If I am writing a first draft, the primary focus of the day is getting down a word count. I try to meet a 1,000-words-a-day minimum during a draft. If I go over, and I often do, that’s a bonus. If I’m editing, I set a goal to fine-tune two or three chapters. Right after a new book release, I take a month to focus on marketing, so my tasks revolve around that.

I work through the day, interspersing chores, and occasionally a nap, into the mix. At 4:00, I set aside writing to cook dinner. Evenings are reserved for family and spouse time.

CM: Any special techniques for building your characters?
Lisa: I love to use an enneagram program that I discovered years ago to help build my characters’ personalities. It categorizes people into nine different personality types, outlining their major traits, defensive coping strategies, strengths, vices, and more. When I determine which personality type my character falls into, it really helps define how they will think, feel, and react to the conflicts in the story.

I prefer the enneagram method over other personality profilers like Myers-Briggs because the personalities are separated into more categories which are further defined and more specific. The better I know my character, the better I can write from his/her perspective, so I recommend the enneagram profile.

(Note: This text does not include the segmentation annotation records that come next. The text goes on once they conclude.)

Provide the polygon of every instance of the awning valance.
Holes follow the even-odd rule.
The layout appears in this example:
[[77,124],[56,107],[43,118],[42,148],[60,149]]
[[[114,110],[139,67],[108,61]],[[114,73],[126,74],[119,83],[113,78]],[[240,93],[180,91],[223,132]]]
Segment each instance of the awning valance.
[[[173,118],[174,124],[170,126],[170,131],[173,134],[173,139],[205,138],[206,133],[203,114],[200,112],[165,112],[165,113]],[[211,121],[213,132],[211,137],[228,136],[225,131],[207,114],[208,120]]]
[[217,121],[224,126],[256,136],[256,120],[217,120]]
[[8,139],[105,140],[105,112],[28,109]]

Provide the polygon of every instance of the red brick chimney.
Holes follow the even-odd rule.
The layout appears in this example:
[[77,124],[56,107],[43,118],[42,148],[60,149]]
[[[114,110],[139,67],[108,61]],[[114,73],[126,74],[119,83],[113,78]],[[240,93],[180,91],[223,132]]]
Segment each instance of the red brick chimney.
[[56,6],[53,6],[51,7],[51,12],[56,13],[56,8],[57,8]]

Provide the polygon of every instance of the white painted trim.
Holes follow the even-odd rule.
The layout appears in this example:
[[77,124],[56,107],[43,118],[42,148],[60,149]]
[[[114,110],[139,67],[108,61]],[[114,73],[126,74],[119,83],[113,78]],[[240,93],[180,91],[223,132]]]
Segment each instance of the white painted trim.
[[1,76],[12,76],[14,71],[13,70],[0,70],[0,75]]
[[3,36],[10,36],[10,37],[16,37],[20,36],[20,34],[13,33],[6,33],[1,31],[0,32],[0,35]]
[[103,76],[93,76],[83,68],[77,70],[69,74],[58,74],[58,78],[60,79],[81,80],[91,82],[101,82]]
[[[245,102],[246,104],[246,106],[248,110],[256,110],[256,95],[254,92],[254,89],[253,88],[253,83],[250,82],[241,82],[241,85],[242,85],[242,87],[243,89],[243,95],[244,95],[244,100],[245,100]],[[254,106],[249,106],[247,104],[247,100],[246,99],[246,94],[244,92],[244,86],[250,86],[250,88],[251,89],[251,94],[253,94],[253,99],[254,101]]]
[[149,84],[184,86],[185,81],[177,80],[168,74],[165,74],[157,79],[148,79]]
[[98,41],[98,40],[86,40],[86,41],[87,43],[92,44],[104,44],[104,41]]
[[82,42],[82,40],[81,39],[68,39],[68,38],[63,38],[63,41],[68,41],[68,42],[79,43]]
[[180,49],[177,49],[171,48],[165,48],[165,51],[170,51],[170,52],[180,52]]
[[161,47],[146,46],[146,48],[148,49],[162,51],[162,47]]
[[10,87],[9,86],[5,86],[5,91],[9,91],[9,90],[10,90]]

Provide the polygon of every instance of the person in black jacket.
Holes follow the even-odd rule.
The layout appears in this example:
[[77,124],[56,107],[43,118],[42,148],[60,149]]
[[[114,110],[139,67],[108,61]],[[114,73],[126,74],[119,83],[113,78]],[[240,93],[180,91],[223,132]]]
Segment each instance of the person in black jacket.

I also fill out a quick character chart with age, physical description, background, etc., to help me keep the details straight. Beyond that, I figure it out as I go.

CM: When the well runs dry, how do you recharge your creative energy?
Lisa: I am a firm believer that all work and no play makes a person dull.  So when I am feeling drained, I schedule some fun. That usually means a night out line dancing with my hubby. We take lessons and have so much fun dressing up in our jeans and boots and shuffling around the dance floor. I always leave feeling refreshed and full of creative juices. I also try to spend time with my girlfriends on a regular basis. I have the best friends in the world!

CM: The biggest enemy of my writing is….
Lisa: Fear! I don’t know why but I always feel a sense of anxiety before I sit down to write. I think I’m afraid the words won’t come, or they will come and they’ll be hideous drivel that no one wants to read. So I procrastinate and find a hundred other things that I “must” do first. 

When I finally make myself sit down to write, I usually get into the flow and enjoy myself immensely. It’s one of those mental hang-ups that creative people can struggle with. Thankfully, I am aware of this internal obstacle now, and I can usually bypass it by drinking a Diet Coke for fortification and giving myself a little pep talk. Chocolate rewards also help immensely.

CM: My writing world would be perfect if only….
Lisa: I recently remarried, in case you hadn’t heard! Between my husband and I we have five children. We have two houses until we can sell one and consolidate, so double the house and yard work. And a lot of adjusting to new schedules and circumstances, etc. So I’ve thought about the subject of the perfect writing life often of late.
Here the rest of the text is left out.